Miscellaneous Inner Ward

 

From Near Bloody Tower

    This is the view from the southern inner wall between a block of houses, including the Queen's House, on the left, and the Bloody Tower on the right.  Although Sir Walter Raleigh was once imprisoned in the Bloody Tower, it is most famous as the possible scene of the imprisonment and murder of the Princes of the Tower by Richard III or his goons.  (Experts say it was probably in the White Tower.)  In the background is the Wellington Barracks on the left and White Tower on the right.  The remains of the wall of the innermost ward can be seen to the left of the Bloody Tower.  The remains of the Coldharbour Gate through that wall are visible jutting out from the White Tower.  The area of the innermost ward once held the Great Hall and a number of other buildings which have since been demolished.

    Let's continue clockwise around the inner ward.


Queen's House

    This is the view looking across Tower Green from the scaffold site.  Here behind the camera, on rare occasions someone was executed instead before a mob on Tower Hill.  This was when either the king would be embarrassed, or the king didn't want to embarrass his victim.  The Tudor style area is the Queen's House, although she rarely stays there.  Guy Fawkes and Rudolph Hess, or someone who looked like him, have spent some time in the house.  The Queen's House and the houses on either end are used by Tower officials.


Off the picture to the right is the area of the Queen's House.  Visible on the right are part of the reconstructed south walls with Tower Bridge behind.  In the center is the White Tower, to the left of which are the mostly obscured Hospital Block, the Fusiliers' Museum, and Wellington Barracks.

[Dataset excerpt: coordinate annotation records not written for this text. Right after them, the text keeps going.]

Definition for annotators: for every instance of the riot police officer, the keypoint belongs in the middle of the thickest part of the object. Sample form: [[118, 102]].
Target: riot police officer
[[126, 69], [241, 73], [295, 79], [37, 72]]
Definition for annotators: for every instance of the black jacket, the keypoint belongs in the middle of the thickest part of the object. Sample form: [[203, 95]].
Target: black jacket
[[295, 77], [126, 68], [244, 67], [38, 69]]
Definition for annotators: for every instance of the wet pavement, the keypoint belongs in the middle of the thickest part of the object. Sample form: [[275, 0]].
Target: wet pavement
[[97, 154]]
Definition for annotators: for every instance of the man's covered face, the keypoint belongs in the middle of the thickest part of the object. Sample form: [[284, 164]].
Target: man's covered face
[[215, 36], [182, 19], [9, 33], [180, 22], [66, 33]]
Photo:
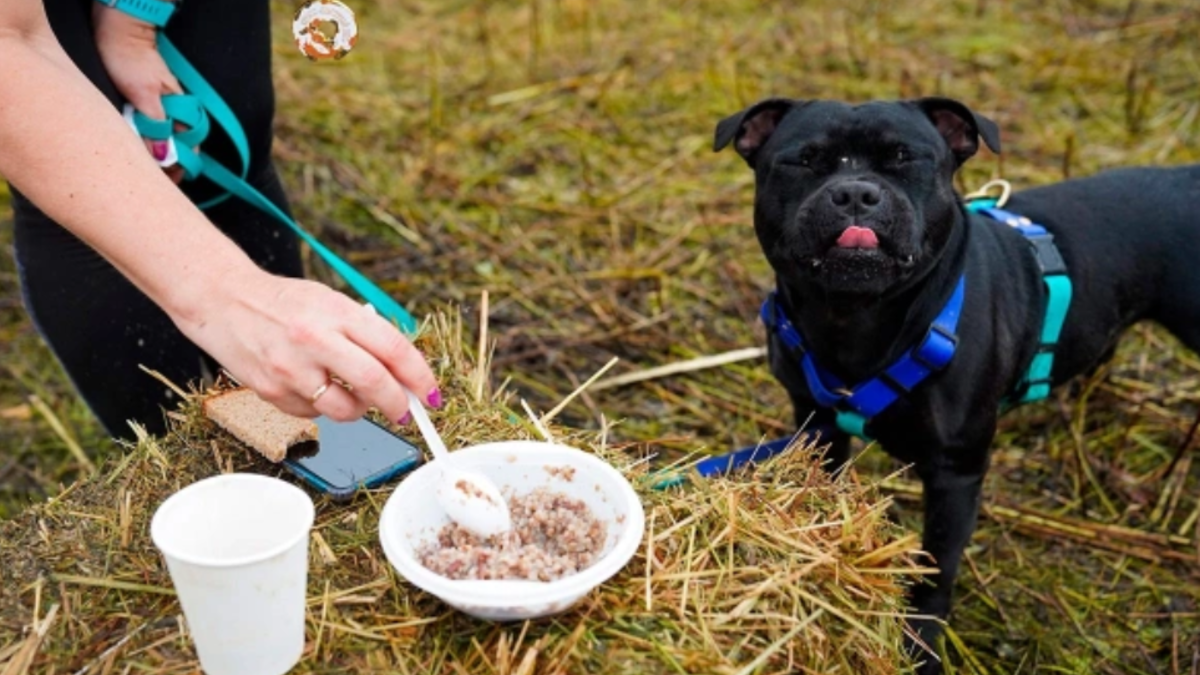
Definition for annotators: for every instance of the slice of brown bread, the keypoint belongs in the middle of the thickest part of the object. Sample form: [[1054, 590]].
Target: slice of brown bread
[[257, 423]]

Wellington Barracks is the prominent building here, built in the 1800s, which now displays the crown jewels.  The grand Storehouse was here until it burned down.  On the far left are houses which are along the same line as the Queen's House, and the stone building is the Chapel of St. Peter ad Vincula.


The Fusiliers' Museum on the left was built around the time of the Wellington Barracks, and served as the Officers' Mess.  In the center is the early 18th century Board of Ordnance building called the Hospital Block after its later use.  Next is the late 17th century New Armouries, a storehouse, and on the far right are the remains of the inner ward walls which encircled the area south of the White Tower, off the picture to the right.